Once upon a time I was married, had two small children and went to work to earn money to provide home, food and holidays. Amongst other things.
I still work to provide home, food, holidays and a comfortable life for my children. But am I damaging myself emotionally by striving for too much?
Could I possibly be happy by simply focusing on the essentials and not giving myself the headache and burden of meeting expectations?
This in itself brings about a couple of questions worth considering.
- Does society place unrealistic expectations on me?
- Could I make better use of my time and money?
For a long time I’ve felt that the year is neatly and deliberately divided into sections to satisfy the capitalist demands of big business.
Immediately after Christmas we have the sales.
Before we know it the sales shelves are being shared with Valentine’s day gifts. Bars and restaurants are trying to convince us that we should be spending our money with them because that is the best way to show love for our loved ones. Naturally they want us to arrive, dine, photograph our meals and check-in at their establishments.
Once Valentine’s is done we have Mother’s day and Easter. Again, bars and restaurants want us and our money and our phones and our social media and our contact details.
Easter (in its Christian form) is a key part of the calendar for church-goers.
But again we see the shelves brimming with chocolates, soft toys and an endless array of plastic crap that we ‘should’ buy for our children so that they, and we, conform.
Father’s day comes and goes with the same pressures and then it’s summer time.
Holidays, societal pressures from social media, ‘our perfect lives’, ‘making memories’, beach selfies..etc.
What is Christmas?
By the time the children are back in school the Halloween plastic crap is everywhere.

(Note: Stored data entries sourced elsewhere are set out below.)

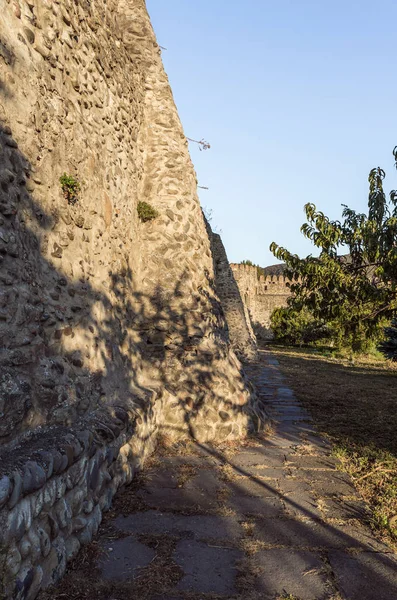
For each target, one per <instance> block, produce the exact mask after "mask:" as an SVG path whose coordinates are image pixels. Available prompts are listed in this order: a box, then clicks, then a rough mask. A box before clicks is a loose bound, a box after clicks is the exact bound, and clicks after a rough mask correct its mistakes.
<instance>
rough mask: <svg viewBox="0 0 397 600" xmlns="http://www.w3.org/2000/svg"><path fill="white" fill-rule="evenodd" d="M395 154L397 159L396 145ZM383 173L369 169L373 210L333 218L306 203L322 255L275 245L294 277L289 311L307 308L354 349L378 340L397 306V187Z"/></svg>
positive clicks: (314, 242)
mask: <svg viewBox="0 0 397 600" xmlns="http://www.w3.org/2000/svg"><path fill="white" fill-rule="evenodd" d="M393 154H394V157H395V159H396V160H397V147H396V148H395V149H394V152H393ZM384 178H385V172H384V171H383V170H382V169H381V168H380V167H378V168H376V169H373V170H372V171H371V172H370V174H369V197H368V214H362V213H357V212H356V211H354V210H352V209H350V208H348V207H347V206H346V205H343V213H342V220H341V221H332V220H330V219H329V218H328V217H327V216H326V215H324V213H322V212H321V211H318V210H317V209H316V207H315V206H314V204H306V206H305V214H306V218H307V222H306V223H304V225H302V227H301V231H302V233H303V235H304V236H305V237H306V238H307V239H309V240H310V241H311V242H312V243H313V244H314V245H315V246H316V247H317V248H319V250H320V254H319V256H318V257H314V256H312V255H309V256H307V257H306V258H303V259H302V258H299V256H297V255H296V254H292V253H291V252H289V251H288V250H286V249H285V248H282V247H280V246H278V245H277V244H276V243H274V242H273V243H272V244H271V246H270V249H271V251H272V252H273V254H274V256H275V257H276V258H278V259H279V260H282V261H284V262H285V263H286V275H287V276H288V277H290V278H291V279H293V283H292V285H291V291H292V292H293V294H294V296H293V297H292V298H291V299H290V301H289V308H290V310H291V311H293V312H295V313H299V312H300V311H302V310H303V309H308V310H309V311H310V313H311V315H312V316H313V318H314V319H317V320H320V321H323V322H325V323H327V324H328V325H329V327H330V328H331V329H332V331H333V337H334V341H335V342H336V343H337V344H338V345H345V346H350V347H351V349H352V350H354V351H363V350H366V349H367V348H368V346H369V345H372V344H373V342H374V341H377V340H378V339H379V338H380V336H381V326H382V325H383V324H384V323H385V321H387V320H390V319H391V318H392V316H393V315H394V313H395V311H396V308H397V302H396V298H397V243H396V242H397V237H396V235H397V192H396V191H392V192H391V193H390V197H389V199H387V198H386V195H385V193H384V190H383V180H384ZM341 254H342V255H341ZM343 254H344V255H343Z"/></svg>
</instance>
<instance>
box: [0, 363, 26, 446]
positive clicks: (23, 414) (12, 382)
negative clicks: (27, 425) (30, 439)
mask: <svg viewBox="0 0 397 600" xmlns="http://www.w3.org/2000/svg"><path fill="white" fill-rule="evenodd" d="M29 406H30V384H29V383H28V382H27V381H26V379H24V378H23V377H22V376H20V375H18V374H17V373H16V372H14V371H13V370H11V369H9V370H4V371H3V373H2V374H1V375H0V437H5V436H8V435H10V434H11V433H12V432H13V430H14V429H15V427H16V426H17V425H18V424H19V423H20V422H21V421H22V420H23V418H24V416H25V413H26V412H27V410H28V408H29Z"/></svg>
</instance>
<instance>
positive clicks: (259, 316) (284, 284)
mask: <svg viewBox="0 0 397 600" xmlns="http://www.w3.org/2000/svg"><path fill="white" fill-rule="evenodd" d="M230 266H231V269H232V271H233V274H234V277H235V280H236V282H237V285H238V287H239V290H240V294H241V297H242V298H243V300H244V302H245V304H246V306H247V307H248V311H249V314H250V318H251V321H252V324H253V328H254V331H255V333H256V335H257V337H258V338H262V339H270V338H271V337H272V332H271V329H270V317H271V314H272V312H273V310H274V309H275V308H278V307H281V306H287V300H288V298H289V297H290V296H291V291H290V287H289V286H290V283H291V282H290V280H289V279H288V278H286V277H285V276H284V275H267V276H264V275H261V276H260V277H258V273H257V268H256V267H253V266H250V265H242V264H232V265H230Z"/></svg>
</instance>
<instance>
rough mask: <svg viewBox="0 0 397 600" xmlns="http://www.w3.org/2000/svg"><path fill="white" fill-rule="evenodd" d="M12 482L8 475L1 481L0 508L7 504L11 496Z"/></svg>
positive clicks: (2, 479)
mask: <svg viewBox="0 0 397 600" xmlns="http://www.w3.org/2000/svg"><path fill="white" fill-rule="evenodd" d="M11 490H12V486H11V480H10V478H9V477H7V475H4V477H2V478H1V479H0V508H1V507H2V506H3V505H4V504H5V503H6V502H7V500H8V498H9V496H10V494H11Z"/></svg>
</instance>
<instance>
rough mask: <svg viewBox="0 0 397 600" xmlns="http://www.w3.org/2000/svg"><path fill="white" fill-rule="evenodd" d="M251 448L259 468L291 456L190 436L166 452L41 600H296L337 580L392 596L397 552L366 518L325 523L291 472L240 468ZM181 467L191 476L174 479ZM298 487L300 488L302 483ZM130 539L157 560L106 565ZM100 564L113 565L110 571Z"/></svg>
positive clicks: (339, 596)
mask: <svg viewBox="0 0 397 600" xmlns="http://www.w3.org/2000/svg"><path fill="white" fill-rule="evenodd" d="M288 437H289V436H288V435H286V438H285V441H286V442H287V441H288ZM292 437H293V436H292ZM292 441H295V440H294V439H292ZM250 450H251V451H253V452H254V453H255V454H256V455H257V457H258V460H259V461H260V460H261V456H262V461H263V465H262V466H264V467H266V466H267V460H268V455H269V454H272V456H273V458H274V455H275V454H274V453H276V454H277V455H279V456H281V457H282V455H283V452H284V453H286V454H288V452H292V450H288V449H285V448H280V447H279V446H278V445H277V444H275V445H273V444H272V440H271V438H268V439H266V440H264V441H263V443H262V445H260V443H258V445H256V446H255V447H251V448H245V449H243V451H242V454H237V455H236V456H235V457H233V456H232V457H230V456H229V455H228V454H227V453H225V452H224V451H222V450H220V449H217V448H214V447H210V446H208V445H203V444H200V443H197V442H194V445H193V446H192V448H191V451H192V454H188V455H178V454H177V455H175V456H165V457H164V458H163V459H162V460H161V461H159V463H158V464H157V466H156V465H155V466H154V467H153V466H152V467H149V469H148V471H147V473H146V479H144V480H143V481H141V482H140V483H138V485H136V486H134V487H133V488H130V489H129V490H126V491H125V492H123V493H122V494H121V495H120V496H119V498H118V499H117V500H116V503H115V509H114V510H113V511H112V513H111V514H110V515H109V516H108V517H106V518H105V523H104V525H103V527H102V529H101V530H100V532H99V538H98V541H97V542H96V543H95V545H93V546H91V548H90V547H88V548H87V550H84V551H83V553H84V560H76V561H75V562H74V563H73V564H72V567H71V569H70V571H69V572H68V573H67V575H66V577H65V579H64V580H63V582H62V583H61V584H60V586H59V588H58V589H55V588H51V589H49V590H48V591H46V592H44V594H43V596H41V598H42V599H43V600H47V598H48V599H49V598H51V600H57V599H58V598H59V600H60V599H61V598H65V597H67V598H68V599H69V600H91V598H93V597H95V598H98V600H108V599H109V598H113V597H114V598H116V597H117V598H118V597H123V598H126V599H131V600H132V599H135V598H142V599H149V598H150V599H154V598H156V599H157V598H163V597H164V598H165V597H167V598H168V597H174V596H175V597H178V598H179V597H181V598H193V599H197V600H198V599H199V598H203V597H204V596H205V597H207V596H206V594H208V598H212V597H216V598H233V599H235V600H245V599H246V598H250V599H251V600H262V599H263V598H269V599H270V598H276V597H277V598H282V597H287V596H288V594H290V595H291V597H292V595H293V597H297V596H296V594H297V592H296V590H300V595H299V597H302V598H327V599H329V600H331V599H332V598H338V597H342V594H340V592H341V589H340V587H339V585H340V584H341V587H342V589H343V590H345V589H346V585H347V586H348V588H347V589H349V586H350V589H351V588H352V587H353V590H357V593H356V594H355V595H354V592H353V595H350V594H348V595H347V596H346V597H349V598H352V600H356V599H357V600H358V599H361V598H364V597H365V598H366V600H375V598H376V599H378V598H379V599H382V600H389V598H392V597H394V594H396V593H397V579H396V575H395V566H396V561H395V558H394V555H393V554H391V553H390V555H389V554H388V552H389V550H388V549H387V548H386V547H385V546H383V544H381V543H379V542H377V541H376V540H375V539H374V538H373V536H372V534H371V533H370V531H369V529H364V528H362V527H360V526H358V524H357V522H356V521H354V519H361V518H362V514H361V513H359V512H358V513H354V509H352V510H351V515H352V516H351V519H352V521H351V522H349V523H344V524H342V526H341V523H340V522H332V521H329V520H325V519H323V518H322V517H321V516H319V512H318V510H316V509H315V508H314V507H313V509H311V508H310V507H308V504H307V502H306V501H305V498H306V494H305V493H301V494H299V493H298V494H294V493H286V491H285V490H286V489H288V484H290V485H291V484H292V486H293V487H294V482H295V480H294V479H293V478H290V479H284V480H283V484H282V487H281V488H280V476H277V477H276V476H274V474H270V477H269V478H267V479H266V474H265V471H266V469H264V471H263V476H262V477H261V476H258V475H256V474H255V473H254V472H253V471H255V467H254V468H252V467H251V469H250V468H248V467H243V466H241V463H240V464H239V460H238V459H239V458H240V459H241V457H242V456H243V457H244V455H245V456H249V454H248V453H249V451H250ZM207 459H208V460H207ZM260 464H262V463H260ZM178 469H179V472H180V473H185V474H186V473H188V476H187V477H186V476H185V477H184V482H183V483H179V484H178V483H177V482H178ZM272 470H273V469H269V471H270V473H271V472H272ZM225 475H226V476H225ZM264 477H265V478H264ZM330 477H331V474H330ZM332 477H335V478H336V481H337V477H341V481H342V484H344V485H346V480H345V479H344V478H343V476H342V474H340V473H339V474H338V475H336V474H334V473H333V474H332ZM160 482H162V484H161V485H160ZM298 483H300V484H301V486H302V489H305V485H307V484H305V482H304V481H299V482H298ZM285 485H287V487H285ZM293 487H292V488H290V489H293ZM345 505H346V506H347V507H348V506H349V503H345ZM353 506H354V503H353ZM239 532H240V533H239ZM126 538H129V539H131V541H132V547H135V546H134V544H136V543H137V542H138V541H139V544H140V546H139V548H141V544H142V545H143V546H148V547H150V548H152V549H154V557H153V560H152V561H151V562H150V563H149V564H148V565H146V566H145V563H144V561H143V562H142V563H141V564H140V567H139V568H137V569H136V570H134V569H131V568H130V564H129V561H130V560H131V563H132V564H134V559H133V558H132V559H130V558H129V556H128V553H127V554H126V555H125V556H124V557H123V560H121V559H120V565H122V566H120V565H117V564H116V563H117V560H114V561H112V553H107V552H106V549H107V548H108V547H110V546H111V548H112V552H113V551H114V553H115V554H117V545H118V543H119V542H121V541H122V540H124V541H125V540H126ZM126 547H127V548H128V545H127V546H126ZM187 547H188V550H187V551H188V552H190V553H191V554H192V556H191V558H190V559H189V560H190V561H191V563H192V564H187V562H186V561H184V562H183V563H182V564H183V566H184V568H181V567H180V564H181V557H182V561H183V555H182V552H183V550H182V548H183V549H184V551H185V552H186V548H187ZM164 549H165V551H164ZM195 553H197V555H196V556H195ZM362 560H363V563H362V562H361V561H362ZM106 565H108V567H109V569H111V568H112V567H113V569H114V570H113V571H110V572H109V573H108V572H107V571H106ZM361 569H362V570H361ZM349 570H354V574H355V575H356V577H355V579H354V578H353V583H352V582H351V581H350V580H349V579H347V580H346V577H347V572H349ZM121 571H123V572H122V573H121ZM92 574H95V577H92ZM88 575H90V576H88ZM184 578H186V579H185V582H184V585H180V583H181V582H182V581H183V579H184ZM366 581H371V583H372V586H371V590H374V595H373V596H371V590H370V591H369V592H368V594H369V595H367V596H363V595H360V594H362V592H363V590H364V589H365V586H366V585H367V584H366V583H365V582H366ZM362 582H364V584H363V585H364V587H363V586H362ZM211 586H212V587H211ZM228 588H230V589H228ZM338 592H339V594H340V595H338ZM385 594H386V595H385ZM343 597H345V596H344V595H343Z"/></svg>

It’s not uncommon for Christmas to make an appearance in stores around this time.
Mince pies with a shelf life of 4 weeks on the shelves in late September!
Halloween blends into Bonfire Night in the UK.
‘Come and see our spectacular firework display!’
Actually, I’d rather take the children to an organised display for so many reasons.
And then of course it’s the hideous beast that is Christmas.
Christmas is about family and warmth and food and sharing and love.
Christmas is about making sure that each child has the same number of gifts to open and that a hideous amount of money has been spent on each.
Christmas is about decoration with the skewed intention of photographing it for us all.
Christmas is all about making sure that we’re alright, Jack, and to hell with everybody else.
Christmas is all about getting whatever it takes to make Christmas ‘perfect’, at any cost, and that includes barging our way through stores like arrogant bastards.
Christmas is all about ensuring that we make it bloody well known that we are providing the best Christmas to ours regardless of the impact this may have on people.
You see, when we post to Facebook we do so with specific people in mind.
We want to impress or garner sympathy. We want to position ourselves as aspirational or jump at the chance to appear altruistic without actually lifting a finger.
It’s a persona that we adopt and then feel obliged to maintain.
Once you’re on the ‘inside’ of social media it has you by the short and curlies.
To step away is an enormous undertaking. Not impossible, just difficult.
The average year in my life in recent times is about spending money on plastic crap and ensuring that the perception amongst my peers is maintained.
This isn’t healthy. It’s far from healthy.
It’s a form of losing control that is probably more damaging to my health than drinking a bottle of wine every night.